In December 2001, the online journal Ctheory Multimedia accepted a proposal for me to produce a website that explored my experiences of the action at Woomera Detention Centre. This site, titled Highway of shame was a documentation of my experiences using a combination of hypertext, still digital photographs and moving images.
The images used in the website came from two sources; some were taken from my digital video documentation and the others were copy-left images downloaded from the Indymedia website.
The final website not only covered the events of September 2001, I also included pages that documented a national protest at the opening of parliament on 12 February 2002, and a page referring to the Woomera2002 protest where detainees were able to escape the compound assisted by protesters.
The main intention of this website was to link words that evoked the events of that day, not in a documentary sense; rather the aim was to relate a personal and emotive response to that day and the ongoing issue of refugees in detention. The word play is cyclical; as to navigate along certain link paths sometimes will bring you back to the same page, as a means of reinforcing certain aspects of the narrative.
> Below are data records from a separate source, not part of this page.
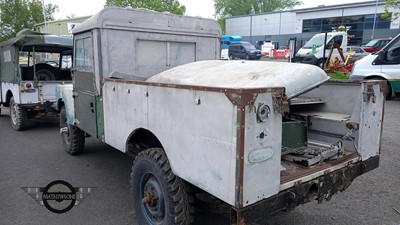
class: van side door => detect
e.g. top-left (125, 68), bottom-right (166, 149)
top-left (73, 32), bottom-right (97, 137)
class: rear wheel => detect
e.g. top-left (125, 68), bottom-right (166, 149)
top-left (131, 148), bottom-right (194, 225)
top-left (60, 106), bottom-right (85, 155)
top-left (10, 97), bottom-right (28, 131)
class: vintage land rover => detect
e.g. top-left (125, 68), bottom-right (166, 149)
top-left (57, 8), bottom-right (385, 225)
top-left (0, 29), bottom-right (72, 130)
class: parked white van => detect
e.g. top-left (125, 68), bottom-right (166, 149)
top-left (350, 35), bottom-right (400, 97)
Themes of alienation, displacement and disempowerment were the main issues that developed the project on a conceptual level. However, there were also many positive and proactive word plays to signal that the cause was not futile: hope, community, together.
The initial concept for the design of the site was to make the navigation link in a way that users could move around in a layered circle. This way, if a user was on any particular page they would not be able to go back to a page where they had already been – unless they were on the last screen, then they could jump to a range of links in the website. The intention behind this use of navigation was not to necessarily create a linear or hierarchical narrative, but to get the user to focus on one specific section of the story before they move to the next area or page.
The project attempted to incorporate both history and memory into the narrative, and in doing so sought to address issues related to personal and public notions of experience. After attending Debra Beattie’s talk at the National Museum of Australia in April 2005, it was encouraging to know that there was someone else around that was interested in dealing with history and memory, in her online documentary Wrong Crowd.